When you are putting a full Management Liability policy together there are a few things you will need to take into consideration. Here are a few of the big ones.
Is Directors and Officers coverage all you will need?
Directors and Officers coverage protects a company’s directors and officers from claims that fall within the policy provisions. In a complete Management Liability policy, there are other lines of coverage that protect against different management risks. EPLI (Employee Practices Liability Insurance) is probably the best known.
EPLI coverage is the insurance that covers management in the event that a claim stems from a company employee. Harassment, discrimination, wrongful termination, there are a number of issues that can be brought to bear against directors and officers of a company. EPLI protects specifically against those risks. EPLI would be a separate component in a Management Liability policy.
A company would need to be sure that any complete Management Liability quote included such coverage as it is a distinct line of coverage from Directors and Officers. With the rise in the types of claims covered by EPLI, these days it’s a must.
Shared versus separate limits?
If you find that you do need EPLI (and if you have several employees you really ought to) as well as D&O, you will need to consider whether you need shared or separate limits.
With shared limits, the stated coverage limit is the overall amount of coverage you get for a given policy year between both coverage lines. Say you purchase a Management Liability policy with D&O and EPLI coverage with a 1mm shared limit. All the sudden, here comes a claim and you lose. The claim ultimately costs 700k between defense, settlement and any associated costs when it is all said and done. The amount of total coverage going forward for either a D&O or EPLI claim would then be 300k.
Separate limits means that each coverage line has its own separate coverage limit if a claim was directed toward it. Separate limits means that you would have 1mm for each coverage aspect. In practice, if you had a D&O claim and lost and the whole thing cost you 700k, you would have 300k left in coverage for D&O, but the EPLI would maintain a 1mm coverage limit…separate limits.
Separate limits certainly will cost more. It also is an important consideration to make.
Do you want a separate defense limit?
So what is a separate defense limit and do I really need it? A separate defense limit sets aside a separate bucket of money purely for legal costs surrounding a suit. This limit will typically be the same amount as the standard coverage limit. If you have a 1mm limit on Directors and Officers coverage and have a separate defense limit, it’s likely to me 1mm as well.
Defense costs can account for huge sums of money when one is forced to defend themselves from a D&O claim. The average cost of a D&O claim including defense cost, settlement and judgments is $697,000. A large piece of this cost is associated with the legal costs of defending the claim in court.
The separate defense limit protects a policy holder from exhausting the coverage on legal defense and not having enough if you lose a case. For example, say you had a straight up 1mm D&O policy and a claim came in against you. If one were to mount a $500k legal defense, you are already down to 500k in coverage.
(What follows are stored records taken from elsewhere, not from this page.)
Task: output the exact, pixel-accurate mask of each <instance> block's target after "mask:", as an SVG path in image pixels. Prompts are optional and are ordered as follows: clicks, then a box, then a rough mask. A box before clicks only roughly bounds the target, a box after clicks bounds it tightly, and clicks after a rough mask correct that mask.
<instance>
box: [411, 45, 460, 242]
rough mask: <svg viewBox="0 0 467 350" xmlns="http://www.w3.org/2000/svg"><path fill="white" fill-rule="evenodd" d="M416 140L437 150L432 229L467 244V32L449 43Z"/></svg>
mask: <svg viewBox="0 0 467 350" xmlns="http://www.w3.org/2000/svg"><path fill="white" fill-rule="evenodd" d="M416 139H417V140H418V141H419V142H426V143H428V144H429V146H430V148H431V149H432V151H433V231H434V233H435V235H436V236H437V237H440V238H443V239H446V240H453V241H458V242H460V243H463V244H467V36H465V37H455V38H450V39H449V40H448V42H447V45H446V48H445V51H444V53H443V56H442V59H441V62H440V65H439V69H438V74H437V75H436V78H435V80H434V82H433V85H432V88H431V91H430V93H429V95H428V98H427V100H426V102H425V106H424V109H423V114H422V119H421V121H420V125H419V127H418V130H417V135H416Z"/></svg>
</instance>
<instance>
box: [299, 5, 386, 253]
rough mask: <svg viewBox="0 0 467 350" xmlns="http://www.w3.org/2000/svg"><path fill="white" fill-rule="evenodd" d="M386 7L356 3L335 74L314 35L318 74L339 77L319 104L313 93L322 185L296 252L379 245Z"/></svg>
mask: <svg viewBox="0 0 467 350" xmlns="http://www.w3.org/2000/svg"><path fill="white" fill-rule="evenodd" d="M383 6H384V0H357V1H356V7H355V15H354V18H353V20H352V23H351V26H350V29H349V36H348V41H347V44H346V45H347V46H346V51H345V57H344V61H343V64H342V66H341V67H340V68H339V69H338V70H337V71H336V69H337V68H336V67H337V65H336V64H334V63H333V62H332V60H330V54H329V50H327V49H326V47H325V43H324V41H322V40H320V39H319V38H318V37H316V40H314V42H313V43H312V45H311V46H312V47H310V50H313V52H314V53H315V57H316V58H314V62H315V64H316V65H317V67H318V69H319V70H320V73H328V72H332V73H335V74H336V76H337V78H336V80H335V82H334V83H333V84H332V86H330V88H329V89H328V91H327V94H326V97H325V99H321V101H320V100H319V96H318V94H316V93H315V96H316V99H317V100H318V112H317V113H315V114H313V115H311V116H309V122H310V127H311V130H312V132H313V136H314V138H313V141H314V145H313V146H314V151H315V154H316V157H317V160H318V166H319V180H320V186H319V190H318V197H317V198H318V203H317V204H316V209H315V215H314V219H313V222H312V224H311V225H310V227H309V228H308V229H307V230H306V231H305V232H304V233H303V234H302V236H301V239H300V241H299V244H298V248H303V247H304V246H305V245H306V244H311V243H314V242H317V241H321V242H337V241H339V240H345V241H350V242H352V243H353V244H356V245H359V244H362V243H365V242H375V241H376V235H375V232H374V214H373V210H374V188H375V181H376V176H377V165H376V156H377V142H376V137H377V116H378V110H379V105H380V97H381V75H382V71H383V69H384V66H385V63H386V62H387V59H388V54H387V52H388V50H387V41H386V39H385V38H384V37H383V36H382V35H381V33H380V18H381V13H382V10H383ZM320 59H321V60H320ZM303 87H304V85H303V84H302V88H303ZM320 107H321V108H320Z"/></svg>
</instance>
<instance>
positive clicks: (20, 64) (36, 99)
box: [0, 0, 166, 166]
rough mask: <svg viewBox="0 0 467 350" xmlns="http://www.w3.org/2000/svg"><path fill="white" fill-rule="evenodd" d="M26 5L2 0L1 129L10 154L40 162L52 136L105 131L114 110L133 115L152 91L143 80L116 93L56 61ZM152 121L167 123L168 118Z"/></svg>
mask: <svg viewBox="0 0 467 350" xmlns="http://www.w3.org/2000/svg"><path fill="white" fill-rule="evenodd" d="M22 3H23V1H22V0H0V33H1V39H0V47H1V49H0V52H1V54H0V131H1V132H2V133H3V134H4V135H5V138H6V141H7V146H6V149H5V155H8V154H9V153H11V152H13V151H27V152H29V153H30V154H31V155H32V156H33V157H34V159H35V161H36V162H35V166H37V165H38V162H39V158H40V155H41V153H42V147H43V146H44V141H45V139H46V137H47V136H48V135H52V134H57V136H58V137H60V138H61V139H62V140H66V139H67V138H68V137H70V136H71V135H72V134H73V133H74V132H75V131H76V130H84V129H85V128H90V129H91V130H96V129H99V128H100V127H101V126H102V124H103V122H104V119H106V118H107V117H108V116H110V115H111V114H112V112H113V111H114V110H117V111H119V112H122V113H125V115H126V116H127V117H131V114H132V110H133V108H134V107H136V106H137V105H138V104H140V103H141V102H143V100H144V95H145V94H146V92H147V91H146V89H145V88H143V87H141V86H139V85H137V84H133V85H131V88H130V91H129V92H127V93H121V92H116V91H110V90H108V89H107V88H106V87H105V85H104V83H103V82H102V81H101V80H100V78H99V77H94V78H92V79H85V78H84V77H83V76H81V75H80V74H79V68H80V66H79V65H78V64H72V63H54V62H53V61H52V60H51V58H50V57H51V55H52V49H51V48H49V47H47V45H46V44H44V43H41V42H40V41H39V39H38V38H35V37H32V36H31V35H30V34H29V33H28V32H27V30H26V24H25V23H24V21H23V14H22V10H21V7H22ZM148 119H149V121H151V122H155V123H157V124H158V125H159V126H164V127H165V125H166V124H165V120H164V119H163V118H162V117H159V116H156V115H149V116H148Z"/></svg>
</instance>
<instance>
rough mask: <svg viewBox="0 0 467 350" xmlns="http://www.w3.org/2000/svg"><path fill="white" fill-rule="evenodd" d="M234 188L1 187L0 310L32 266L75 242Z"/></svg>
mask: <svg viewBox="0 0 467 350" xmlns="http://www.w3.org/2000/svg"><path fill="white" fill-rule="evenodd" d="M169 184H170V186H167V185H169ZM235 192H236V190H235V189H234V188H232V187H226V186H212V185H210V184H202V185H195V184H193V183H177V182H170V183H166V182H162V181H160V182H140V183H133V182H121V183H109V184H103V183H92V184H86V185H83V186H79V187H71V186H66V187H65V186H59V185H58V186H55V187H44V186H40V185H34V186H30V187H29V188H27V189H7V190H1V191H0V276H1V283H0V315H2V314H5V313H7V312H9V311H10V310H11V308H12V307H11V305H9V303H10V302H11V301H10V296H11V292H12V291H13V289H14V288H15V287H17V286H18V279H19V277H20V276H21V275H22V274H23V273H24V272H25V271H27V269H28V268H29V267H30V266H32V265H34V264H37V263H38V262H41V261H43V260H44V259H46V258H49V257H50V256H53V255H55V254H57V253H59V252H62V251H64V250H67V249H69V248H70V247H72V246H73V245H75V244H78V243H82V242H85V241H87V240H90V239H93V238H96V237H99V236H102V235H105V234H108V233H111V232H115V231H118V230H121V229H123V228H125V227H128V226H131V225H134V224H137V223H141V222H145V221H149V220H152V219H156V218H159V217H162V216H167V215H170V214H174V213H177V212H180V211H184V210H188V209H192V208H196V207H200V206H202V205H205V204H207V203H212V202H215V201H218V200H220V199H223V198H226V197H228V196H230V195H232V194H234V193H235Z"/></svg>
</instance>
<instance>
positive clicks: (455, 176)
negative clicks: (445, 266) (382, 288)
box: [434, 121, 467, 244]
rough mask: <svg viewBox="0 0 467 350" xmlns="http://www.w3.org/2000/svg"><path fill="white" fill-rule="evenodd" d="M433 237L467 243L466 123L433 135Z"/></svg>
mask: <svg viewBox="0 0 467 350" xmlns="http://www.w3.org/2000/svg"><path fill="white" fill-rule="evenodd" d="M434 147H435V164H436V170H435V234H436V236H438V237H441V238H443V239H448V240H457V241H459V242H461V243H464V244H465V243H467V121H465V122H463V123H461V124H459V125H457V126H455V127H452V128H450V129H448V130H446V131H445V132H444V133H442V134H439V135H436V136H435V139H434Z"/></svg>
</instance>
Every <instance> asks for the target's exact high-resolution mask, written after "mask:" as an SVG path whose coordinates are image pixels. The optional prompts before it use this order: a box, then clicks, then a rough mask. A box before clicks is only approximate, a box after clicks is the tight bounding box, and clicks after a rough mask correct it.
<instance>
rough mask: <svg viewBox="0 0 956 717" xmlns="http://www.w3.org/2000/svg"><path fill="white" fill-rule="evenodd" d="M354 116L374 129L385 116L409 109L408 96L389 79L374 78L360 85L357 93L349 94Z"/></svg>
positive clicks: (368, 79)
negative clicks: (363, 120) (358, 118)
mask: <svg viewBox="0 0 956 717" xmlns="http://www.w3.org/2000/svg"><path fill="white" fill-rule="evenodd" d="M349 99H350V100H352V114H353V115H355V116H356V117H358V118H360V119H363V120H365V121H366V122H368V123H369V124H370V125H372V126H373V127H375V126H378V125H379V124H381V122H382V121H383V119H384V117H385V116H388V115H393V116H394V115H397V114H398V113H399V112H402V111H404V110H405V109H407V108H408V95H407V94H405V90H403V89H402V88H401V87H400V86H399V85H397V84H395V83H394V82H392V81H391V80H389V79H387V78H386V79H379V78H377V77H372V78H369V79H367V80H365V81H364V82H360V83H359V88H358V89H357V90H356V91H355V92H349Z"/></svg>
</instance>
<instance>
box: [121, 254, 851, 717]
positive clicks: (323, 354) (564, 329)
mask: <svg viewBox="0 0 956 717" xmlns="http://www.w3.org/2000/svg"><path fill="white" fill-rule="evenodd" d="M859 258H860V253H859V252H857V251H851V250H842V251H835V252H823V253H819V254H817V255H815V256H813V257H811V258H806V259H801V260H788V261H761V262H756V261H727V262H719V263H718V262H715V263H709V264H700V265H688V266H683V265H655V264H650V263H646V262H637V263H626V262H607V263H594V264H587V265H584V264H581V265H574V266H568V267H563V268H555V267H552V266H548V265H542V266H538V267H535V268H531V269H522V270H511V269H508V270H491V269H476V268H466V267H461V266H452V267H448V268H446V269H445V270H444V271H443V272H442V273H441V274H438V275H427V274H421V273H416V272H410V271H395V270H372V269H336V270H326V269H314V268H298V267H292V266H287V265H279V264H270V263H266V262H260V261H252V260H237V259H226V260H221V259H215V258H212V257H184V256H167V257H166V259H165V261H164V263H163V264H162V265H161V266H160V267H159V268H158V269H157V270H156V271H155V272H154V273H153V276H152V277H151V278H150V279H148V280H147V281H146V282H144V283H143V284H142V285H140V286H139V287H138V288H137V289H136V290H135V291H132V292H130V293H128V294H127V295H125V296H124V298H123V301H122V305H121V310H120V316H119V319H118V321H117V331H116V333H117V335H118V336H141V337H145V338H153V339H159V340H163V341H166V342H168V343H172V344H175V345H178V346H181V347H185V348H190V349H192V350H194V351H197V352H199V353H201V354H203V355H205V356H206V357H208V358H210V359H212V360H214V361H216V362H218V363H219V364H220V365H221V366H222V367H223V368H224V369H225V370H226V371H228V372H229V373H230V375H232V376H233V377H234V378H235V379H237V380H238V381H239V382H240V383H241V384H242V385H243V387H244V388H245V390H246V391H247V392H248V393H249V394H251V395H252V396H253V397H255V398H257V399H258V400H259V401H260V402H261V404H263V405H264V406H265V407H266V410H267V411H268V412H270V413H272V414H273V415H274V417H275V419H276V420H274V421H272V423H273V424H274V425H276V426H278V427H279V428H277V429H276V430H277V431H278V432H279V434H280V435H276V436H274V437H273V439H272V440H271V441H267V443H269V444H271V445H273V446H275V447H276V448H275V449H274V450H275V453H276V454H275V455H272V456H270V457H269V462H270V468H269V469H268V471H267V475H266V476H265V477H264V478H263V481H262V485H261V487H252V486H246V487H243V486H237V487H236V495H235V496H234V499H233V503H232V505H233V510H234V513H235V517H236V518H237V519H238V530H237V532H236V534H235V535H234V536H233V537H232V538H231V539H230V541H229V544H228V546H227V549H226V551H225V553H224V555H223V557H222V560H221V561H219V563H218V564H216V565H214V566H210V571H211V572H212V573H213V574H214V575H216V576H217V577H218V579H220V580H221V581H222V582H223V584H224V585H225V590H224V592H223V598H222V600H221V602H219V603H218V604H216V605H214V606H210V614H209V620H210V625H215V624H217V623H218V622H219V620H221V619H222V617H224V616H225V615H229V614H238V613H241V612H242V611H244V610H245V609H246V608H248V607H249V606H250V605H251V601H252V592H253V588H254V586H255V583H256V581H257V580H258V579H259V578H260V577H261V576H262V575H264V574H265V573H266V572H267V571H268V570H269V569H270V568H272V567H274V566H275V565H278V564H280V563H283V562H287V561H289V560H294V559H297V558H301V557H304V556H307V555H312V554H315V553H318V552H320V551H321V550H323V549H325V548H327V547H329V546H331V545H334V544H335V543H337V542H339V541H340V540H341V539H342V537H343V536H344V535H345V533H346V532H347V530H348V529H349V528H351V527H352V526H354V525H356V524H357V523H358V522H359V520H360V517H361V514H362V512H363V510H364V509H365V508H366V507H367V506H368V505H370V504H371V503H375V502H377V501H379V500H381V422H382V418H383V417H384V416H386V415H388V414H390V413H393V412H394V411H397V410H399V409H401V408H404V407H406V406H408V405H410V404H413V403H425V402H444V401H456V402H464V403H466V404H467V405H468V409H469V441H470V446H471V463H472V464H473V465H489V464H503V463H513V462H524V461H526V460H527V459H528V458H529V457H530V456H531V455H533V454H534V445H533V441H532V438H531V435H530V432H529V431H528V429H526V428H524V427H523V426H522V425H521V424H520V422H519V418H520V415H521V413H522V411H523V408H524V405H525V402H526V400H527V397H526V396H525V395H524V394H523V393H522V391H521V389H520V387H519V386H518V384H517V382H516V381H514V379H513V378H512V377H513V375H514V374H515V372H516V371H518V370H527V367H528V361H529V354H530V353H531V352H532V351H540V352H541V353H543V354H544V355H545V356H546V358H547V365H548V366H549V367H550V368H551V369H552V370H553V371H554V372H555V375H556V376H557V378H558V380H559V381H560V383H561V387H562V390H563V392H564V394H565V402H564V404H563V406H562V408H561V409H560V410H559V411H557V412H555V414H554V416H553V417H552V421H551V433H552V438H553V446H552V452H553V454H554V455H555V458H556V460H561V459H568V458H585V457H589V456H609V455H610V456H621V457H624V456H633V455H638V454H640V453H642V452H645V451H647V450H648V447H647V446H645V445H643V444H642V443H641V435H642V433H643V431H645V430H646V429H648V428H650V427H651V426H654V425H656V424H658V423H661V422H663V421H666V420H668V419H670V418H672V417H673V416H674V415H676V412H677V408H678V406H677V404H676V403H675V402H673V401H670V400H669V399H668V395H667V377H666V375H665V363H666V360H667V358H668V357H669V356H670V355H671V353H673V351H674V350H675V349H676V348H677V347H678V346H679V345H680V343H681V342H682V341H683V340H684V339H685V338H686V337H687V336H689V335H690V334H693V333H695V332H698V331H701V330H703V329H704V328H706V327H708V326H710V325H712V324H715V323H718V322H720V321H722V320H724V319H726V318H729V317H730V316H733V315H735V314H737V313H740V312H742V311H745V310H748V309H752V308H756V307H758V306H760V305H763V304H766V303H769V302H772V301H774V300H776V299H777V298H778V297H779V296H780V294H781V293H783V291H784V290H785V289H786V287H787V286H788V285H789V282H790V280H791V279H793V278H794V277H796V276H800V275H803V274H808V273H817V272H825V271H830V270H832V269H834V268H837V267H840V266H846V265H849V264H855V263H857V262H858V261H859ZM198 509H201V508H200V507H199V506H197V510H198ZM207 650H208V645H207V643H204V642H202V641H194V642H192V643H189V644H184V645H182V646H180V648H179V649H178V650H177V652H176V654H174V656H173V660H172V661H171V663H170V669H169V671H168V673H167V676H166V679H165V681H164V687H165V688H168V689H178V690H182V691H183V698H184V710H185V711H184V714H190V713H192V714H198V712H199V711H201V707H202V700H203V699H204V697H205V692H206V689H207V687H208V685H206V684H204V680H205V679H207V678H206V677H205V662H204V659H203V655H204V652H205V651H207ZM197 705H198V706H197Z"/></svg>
Legal defense would go against your 1mm in protection.
If you lose, and the judgement is 1mm against a director or officer, someone is going to be out $500k. Without a separate limit, the $500k defense cost goes against your original 1mm coverage, leaving $500k in protection. If the judgement against you comes in at 1mm, you only have $500k left after you’ve mounted a defense. Not good.
If you have a 1mm separate defense limit, the $500k defense cost goes against its own 1mm bucket of money. In this example, a $1mm D&O coverage with a $1mm separate defense limit means that after defense costs have been accounted for, the 1mm judgement against a company director or officer would be completely covered.